Тайна сожженных дневников Байрона

Язык: Русский
Год издания: 2026
Добавлена:
Настройки чтения
Размер шрифта
Высота строк
Поля
На страницу:
3 из 5

Он вернулся к столу и открыл тетрадь на новой странице. Перо было сухим, и он окунул его в чернила.

«Я научился ненавидеть свою ногу не потому, что она болит. А потому, что она даёт другим право смотреть на меня сверху вниз. И я научился ненавидеть тех, кто смотрит. Но больше всего я ненавидел себя — за то, что смотрел на себя их глазами.»

Он отложил перо и посмотрел на Тень.

— Достаточно правдиво?

Тень улыбнулся — той самой улыбкой, которую Байрон видел в зеркале Абердина, до того, как научился улыбаться по-другому.

— Пока хватит, — сказал он. — Продолжай.



Глава 5

Мать как первая буря

19 сентября 1816 года. Вилла Диодати.

«Я думал, что изгнание — это когда тебя выгоняют из страны. Теперь я понимаю: изгнание — это когда страна остаётся внутри тебя, но ты больше не можешь в ней жить. Англия — это не остров. Это мать. Это нога. Это то, от чего я бегу, не отрываясь.»

Мур отложил перо, которым делал пометки на полях — он не заметил, как начал это делать, — и перечитал строку. Он сидел в кабинете на Болтон-стрит, и часы на камине показывали половину второго ночи.

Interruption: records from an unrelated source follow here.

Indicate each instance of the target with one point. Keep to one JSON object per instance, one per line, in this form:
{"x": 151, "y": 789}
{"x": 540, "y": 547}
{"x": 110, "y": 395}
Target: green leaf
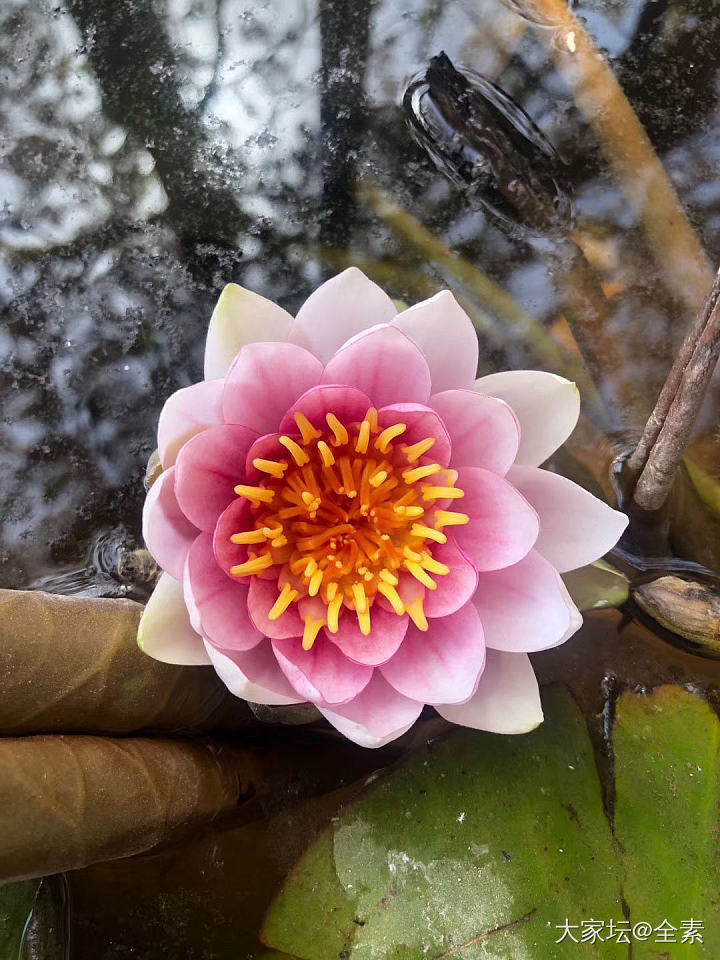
{"x": 475, "y": 847}
{"x": 16, "y": 902}
{"x": 667, "y": 780}
{"x": 597, "y": 586}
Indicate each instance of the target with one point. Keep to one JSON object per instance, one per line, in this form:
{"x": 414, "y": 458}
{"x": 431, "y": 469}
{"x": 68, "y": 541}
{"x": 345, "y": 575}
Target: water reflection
{"x": 153, "y": 153}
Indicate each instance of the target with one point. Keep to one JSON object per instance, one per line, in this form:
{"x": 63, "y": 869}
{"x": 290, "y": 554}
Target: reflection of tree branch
{"x": 344, "y": 30}
{"x": 136, "y": 68}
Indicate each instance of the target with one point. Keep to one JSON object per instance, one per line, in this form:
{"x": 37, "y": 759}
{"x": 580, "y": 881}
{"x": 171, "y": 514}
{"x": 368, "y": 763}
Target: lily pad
{"x": 481, "y": 846}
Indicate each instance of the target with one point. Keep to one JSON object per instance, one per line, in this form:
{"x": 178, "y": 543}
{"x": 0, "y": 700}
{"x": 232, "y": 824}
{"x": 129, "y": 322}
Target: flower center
{"x": 343, "y": 516}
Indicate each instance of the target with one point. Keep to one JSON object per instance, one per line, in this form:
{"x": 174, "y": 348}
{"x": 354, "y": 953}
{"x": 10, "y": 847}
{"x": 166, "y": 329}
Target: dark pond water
{"x": 153, "y": 150}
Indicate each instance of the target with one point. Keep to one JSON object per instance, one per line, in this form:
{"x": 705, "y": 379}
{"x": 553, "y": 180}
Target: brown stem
{"x": 668, "y": 430}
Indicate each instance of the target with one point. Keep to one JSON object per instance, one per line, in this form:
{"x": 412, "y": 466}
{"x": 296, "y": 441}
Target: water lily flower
{"x": 346, "y": 516}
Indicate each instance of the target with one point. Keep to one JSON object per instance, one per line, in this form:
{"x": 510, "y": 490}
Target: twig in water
{"x": 668, "y": 430}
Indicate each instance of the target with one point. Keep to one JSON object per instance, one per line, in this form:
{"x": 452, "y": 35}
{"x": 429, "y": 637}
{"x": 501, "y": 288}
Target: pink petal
{"x": 209, "y": 467}
{"x": 240, "y": 316}
{"x": 187, "y": 412}
{"x": 264, "y": 380}
{"x": 445, "y": 334}
{"x": 507, "y": 699}
{"x": 442, "y": 664}
{"x": 455, "y": 588}
{"x": 546, "y": 405}
{"x": 253, "y": 675}
{"x": 165, "y": 631}
{"x": 575, "y": 527}
{"x": 167, "y": 532}
{"x": 525, "y": 607}
{"x": 385, "y": 364}
{"x": 322, "y": 673}
{"x": 339, "y": 309}
{"x": 502, "y": 527}
{"x": 348, "y": 404}
{"x": 376, "y": 716}
{"x": 221, "y": 605}
{"x": 484, "y": 431}
{"x": 421, "y": 422}
{"x": 387, "y": 631}
{"x": 263, "y": 594}
{"x": 234, "y": 519}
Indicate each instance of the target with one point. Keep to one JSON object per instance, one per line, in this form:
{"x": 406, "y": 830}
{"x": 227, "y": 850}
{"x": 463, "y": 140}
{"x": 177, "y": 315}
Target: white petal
{"x": 241, "y": 316}
{"x": 165, "y": 632}
{"x": 575, "y": 527}
{"x": 239, "y": 685}
{"x": 338, "y": 310}
{"x": 547, "y": 408}
{"x": 445, "y": 334}
{"x": 507, "y": 699}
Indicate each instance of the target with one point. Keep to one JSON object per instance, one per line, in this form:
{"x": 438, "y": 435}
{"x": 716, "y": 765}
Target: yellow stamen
{"x": 419, "y": 473}
{"x": 389, "y": 591}
{"x": 415, "y": 611}
{"x": 442, "y": 493}
{"x": 334, "y": 613}
{"x": 421, "y": 575}
{"x": 326, "y": 454}
{"x": 312, "y": 628}
{"x": 274, "y": 467}
{"x": 256, "y": 494}
{"x": 361, "y": 444}
{"x": 378, "y": 477}
{"x": 434, "y": 566}
{"x": 388, "y": 435}
{"x": 296, "y": 451}
{"x": 341, "y": 436}
{"x": 249, "y": 536}
{"x": 416, "y": 450}
{"x": 315, "y": 583}
{"x": 287, "y": 595}
{"x": 307, "y": 430}
{"x": 358, "y": 592}
{"x": 448, "y": 518}
{"x": 364, "y": 621}
{"x": 420, "y": 530}
{"x": 252, "y": 566}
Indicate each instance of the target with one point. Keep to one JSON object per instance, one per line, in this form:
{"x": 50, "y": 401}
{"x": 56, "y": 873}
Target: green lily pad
{"x": 597, "y": 586}
{"x": 481, "y": 846}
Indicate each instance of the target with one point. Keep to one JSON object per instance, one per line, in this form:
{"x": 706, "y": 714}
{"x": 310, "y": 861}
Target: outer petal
{"x": 442, "y": 664}
{"x": 339, "y": 309}
{"x": 240, "y": 316}
{"x": 455, "y": 588}
{"x": 221, "y": 605}
{"x": 376, "y": 716}
{"x": 546, "y": 405}
{"x": 507, "y": 699}
{"x": 208, "y": 468}
{"x": 387, "y": 633}
{"x": 525, "y": 607}
{"x": 484, "y": 431}
{"x": 445, "y": 334}
{"x": 575, "y": 527}
{"x": 503, "y": 526}
{"x": 421, "y": 422}
{"x": 262, "y": 596}
{"x": 323, "y": 673}
{"x": 167, "y": 532}
{"x": 347, "y": 403}
{"x": 253, "y": 675}
{"x": 264, "y": 380}
{"x": 165, "y": 632}
{"x": 385, "y": 364}
{"x": 187, "y": 412}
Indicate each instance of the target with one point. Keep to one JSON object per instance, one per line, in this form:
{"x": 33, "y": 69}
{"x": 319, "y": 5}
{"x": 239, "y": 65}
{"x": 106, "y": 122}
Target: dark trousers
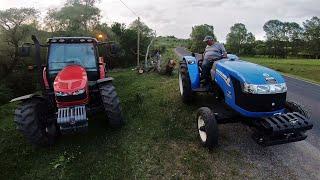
{"x": 206, "y": 67}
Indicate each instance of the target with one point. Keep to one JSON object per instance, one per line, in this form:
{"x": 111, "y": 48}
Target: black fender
{"x": 27, "y": 97}
{"x": 104, "y": 80}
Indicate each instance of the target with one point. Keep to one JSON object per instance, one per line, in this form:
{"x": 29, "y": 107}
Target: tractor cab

Свеча, которую он зажёг, заменив погасшую, стояла в луже застывшего воска, и её пламя было слишком высоким, слишком нервным.

Он знал эту мысль. Он сам писал об Ирландии так — о стране, которая была раной, а не родиной. Но у Байрона это звучало иначе. У Мура изгнание было политическим, почти литературным. У Байрона — телесным. Как нога. Как мать.

Он перелистнул страницу.

Она пахла ромом и лавандовым водой — запах, который маленький Джордж не мог разделить на составляющие, воспринимая его как единое целое, как погоду в доме. Когда рома было много, лаванда побеждалась, и дом становился тяжёлым, горячим, опасным. Когда рома было мало — или когда он успевал выветриться к утру, — лаванда поднималась, и тогда можно было подойти к ней, положить голову на колени, услышать, как она напевает старые шотландские песни, фальшивя на высоких нотах.

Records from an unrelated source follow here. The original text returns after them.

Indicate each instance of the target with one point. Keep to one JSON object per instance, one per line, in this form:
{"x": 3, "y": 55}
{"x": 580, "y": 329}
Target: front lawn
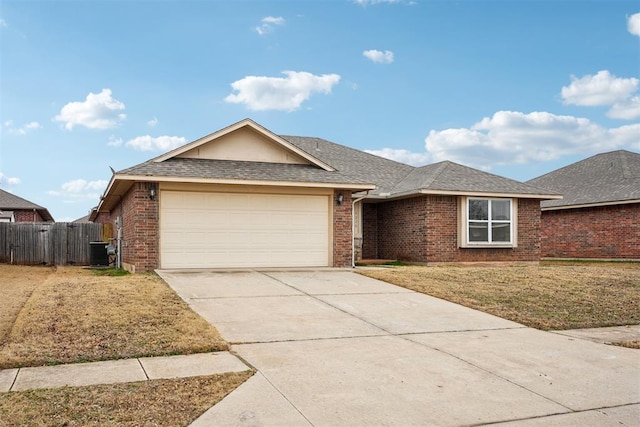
{"x": 550, "y": 296}
{"x": 70, "y": 314}
{"x": 174, "y": 402}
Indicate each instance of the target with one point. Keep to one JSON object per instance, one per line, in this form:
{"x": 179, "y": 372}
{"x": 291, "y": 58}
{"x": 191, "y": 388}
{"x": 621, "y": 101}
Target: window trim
{"x": 463, "y": 233}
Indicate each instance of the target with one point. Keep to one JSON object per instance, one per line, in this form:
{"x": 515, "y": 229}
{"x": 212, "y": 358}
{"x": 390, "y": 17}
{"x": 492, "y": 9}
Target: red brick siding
{"x": 140, "y": 227}
{"x": 369, "y": 231}
{"x": 27, "y": 216}
{"x": 425, "y": 229}
{"x": 601, "y": 232}
{"x": 342, "y": 230}
{"x": 402, "y": 229}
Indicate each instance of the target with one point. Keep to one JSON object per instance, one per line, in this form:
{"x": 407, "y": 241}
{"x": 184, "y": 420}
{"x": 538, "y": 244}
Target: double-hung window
{"x": 489, "y": 222}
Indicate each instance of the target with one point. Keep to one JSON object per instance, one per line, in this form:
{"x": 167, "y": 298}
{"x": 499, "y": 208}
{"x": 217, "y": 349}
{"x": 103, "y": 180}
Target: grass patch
{"x": 551, "y": 296}
{"x": 112, "y": 272}
{"x": 17, "y": 283}
{"x": 69, "y": 315}
{"x": 174, "y": 402}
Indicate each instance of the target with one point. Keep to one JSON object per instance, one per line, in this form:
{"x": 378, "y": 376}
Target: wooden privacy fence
{"x": 58, "y": 243}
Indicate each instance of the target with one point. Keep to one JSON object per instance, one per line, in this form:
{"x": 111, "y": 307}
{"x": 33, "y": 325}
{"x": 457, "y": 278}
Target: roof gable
{"x": 450, "y": 177}
{"x": 10, "y": 201}
{"x": 606, "y": 178}
{"x": 245, "y": 141}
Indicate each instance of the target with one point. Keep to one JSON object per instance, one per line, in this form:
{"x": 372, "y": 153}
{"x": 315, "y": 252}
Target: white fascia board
{"x": 229, "y": 129}
{"x": 151, "y": 178}
{"x": 387, "y": 196}
{"x": 591, "y": 205}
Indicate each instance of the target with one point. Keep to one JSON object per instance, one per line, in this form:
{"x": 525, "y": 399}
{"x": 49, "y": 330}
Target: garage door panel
{"x": 218, "y": 230}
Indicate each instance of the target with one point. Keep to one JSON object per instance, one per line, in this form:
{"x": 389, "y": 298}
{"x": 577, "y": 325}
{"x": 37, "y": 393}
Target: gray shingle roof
{"x": 384, "y": 173}
{"x": 10, "y": 201}
{"x": 351, "y": 167}
{"x": 449, "y": 176}
{"x": 233, "y": 169}
{"x": 604, "y": 178}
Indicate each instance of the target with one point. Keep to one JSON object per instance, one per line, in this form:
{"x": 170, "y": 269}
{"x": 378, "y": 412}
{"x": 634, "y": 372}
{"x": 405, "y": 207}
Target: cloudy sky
{"x": 518, "y": 88}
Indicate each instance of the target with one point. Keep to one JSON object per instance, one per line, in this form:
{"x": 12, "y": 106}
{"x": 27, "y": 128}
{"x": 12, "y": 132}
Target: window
{"x": 489, "y": 222}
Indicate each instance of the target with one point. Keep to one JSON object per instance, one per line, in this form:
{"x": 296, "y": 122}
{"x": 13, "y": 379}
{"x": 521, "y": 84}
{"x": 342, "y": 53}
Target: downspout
{"x": 353, "y": 229}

Сегодня рома было достаточно.

Джордж сидел у огня, не глядя на неё. Он знал, что она стоит у окна, потому что слышал скрип половицы под её весом — она была женщиной плотной, сильной, с плечами, которые казались слишком широкими для женского платья. Он слышал, как она дышит: ровно, потом срывается, потом снова ровно. Это был её ритм, который он выучил раньше, чем буквы. Ровное дыхание — ещё безопасно. Срыв — надо замереть. Затем ровное — можно дышать. Но если после срыва наступала тишина, если она замирала на полуслове, тогда надо бежать. Или, если бежать некуда, притвориться спящим.

— Ты смотришь в огонь, — сказала она.

Голос был тяжёлым, но не враждебным. Пока.

— Да, мама.

— Что ты видишь?

— Угли.

— Не говори глупостей. Что ты видишь?

Он обернулся. Она стояла в полутемноте, и лицо её было разделено на две половины — одна освещена огнём, другая погружена в тень комнаты. Глаза на освещённой стороне казались светлыми, почти золотыми. Глаза в тени — чёрными.

— Я вижу... — он замялся. Правильный ответ был важен. От него зависело, пойдёт ли вечер к ласке или к буре. — Я вижу лицо.

Она рассмеялась. Смех был резким, с привкусом рома, но в нём не было злобы. Или её злоба была такой, что он ещё не умел отличать её от других звуков.

— Лицо. В углях. Ты — мой сын. Ты видишь лица там, где другие видят только пепел. — Она подошла к нему, и её шаги были тяжёлыми, неровными, но не от ноги — от рома. Она опустилась на колени рядом с ним, и он увидел, что она плакала. Следы слёз были на щеках, но она не вытирала их. Она позволяла им сохнуть самим, как будто это были не слёзы, а пот.

— Ты знаешь, что сегодня день рождения твоего отца? — спросила она.

— Нет.

— Он бы был стар. Очень стар. И очень пьян. Он был пьян, когда зачал тебя. Он был пьян, когда умер. Он был пьян, когда продал Ньюстед, чтобы расплатиться с долгами. — Она взяла его лицо в ладони. Ладони были горячими, сухими, с мозолями от домашней работы: слугам её поручить она не могла — слуги стоили денег, которых не было. — Но ты — не он. Ты будешь лордом. Ты вернёшь то, что он потерял. Ты заставишь их всех смотреть на тебя.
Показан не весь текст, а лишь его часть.